I am trying to dynamically create a navigation menu in my php page.
I have a query to create a list of the active pages but for some reason the first result never shows
$menu = mysql_query("SELECT link FROM myTable WHERE active_page='y' ORDER BY menu_order");
$menulist = mysql_fetch_array($menu);
while($menulist = mysql_fetch_array($menu))
{
$themenu = $themenu . "<li><a href='#'>" . $menulist['link'] . "</a></li>";
}
$echo $themenu;
returns
item 2
item 3
item 4
...
Any ideas why this might be
Remove
$menulist = mysql_fetch_array($menu);
This extraneous call is pulling the first record, but you're not doing anything with it as you are in your where loop.
It doesn't display the first item because you are fetching twice before displaying anything...
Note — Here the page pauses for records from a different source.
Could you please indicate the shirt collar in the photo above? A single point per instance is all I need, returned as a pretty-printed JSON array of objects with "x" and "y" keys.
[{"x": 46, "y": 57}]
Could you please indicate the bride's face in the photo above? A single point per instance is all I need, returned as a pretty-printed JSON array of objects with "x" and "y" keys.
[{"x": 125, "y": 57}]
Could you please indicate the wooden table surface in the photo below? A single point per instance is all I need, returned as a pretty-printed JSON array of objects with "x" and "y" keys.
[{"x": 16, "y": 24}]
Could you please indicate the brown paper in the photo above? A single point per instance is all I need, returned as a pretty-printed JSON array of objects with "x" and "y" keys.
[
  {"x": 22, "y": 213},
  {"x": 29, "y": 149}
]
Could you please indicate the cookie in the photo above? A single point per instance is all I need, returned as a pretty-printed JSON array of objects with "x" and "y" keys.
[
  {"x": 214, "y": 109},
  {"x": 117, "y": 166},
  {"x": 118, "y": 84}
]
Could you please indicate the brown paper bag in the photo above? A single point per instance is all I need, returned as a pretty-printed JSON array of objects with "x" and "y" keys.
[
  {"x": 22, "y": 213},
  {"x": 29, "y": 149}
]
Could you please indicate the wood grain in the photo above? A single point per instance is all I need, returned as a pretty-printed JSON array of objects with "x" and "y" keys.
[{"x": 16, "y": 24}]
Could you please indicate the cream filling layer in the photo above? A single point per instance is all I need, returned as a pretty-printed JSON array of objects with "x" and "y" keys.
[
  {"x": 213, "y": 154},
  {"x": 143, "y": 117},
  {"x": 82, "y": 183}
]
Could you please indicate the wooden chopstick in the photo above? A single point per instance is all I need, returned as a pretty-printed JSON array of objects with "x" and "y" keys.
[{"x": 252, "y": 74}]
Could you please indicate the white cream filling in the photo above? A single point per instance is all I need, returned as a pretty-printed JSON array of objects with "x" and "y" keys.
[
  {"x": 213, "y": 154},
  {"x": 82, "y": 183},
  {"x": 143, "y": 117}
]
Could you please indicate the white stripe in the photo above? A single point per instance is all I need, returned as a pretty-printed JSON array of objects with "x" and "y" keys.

$menu = mysql_query("SELECT link FROM myTable WHERE active_page='y' ORDER BY menu_order");
while($menulist = mysql_fetch_array($menu))
{
$themenu = $themenu . "<li><a href='#'>" . $menulist['link'] . "</a></li>";
}
$echo $themenu;
You should drop
$menulist = mysql_fetch_array($menu);
This moves the cursor one step forward and efficently skips the first row.
You should also drop the $ before your echo.
It's skipping the 1st element because you are calling mysql_fetch_array($menu) before the while loop.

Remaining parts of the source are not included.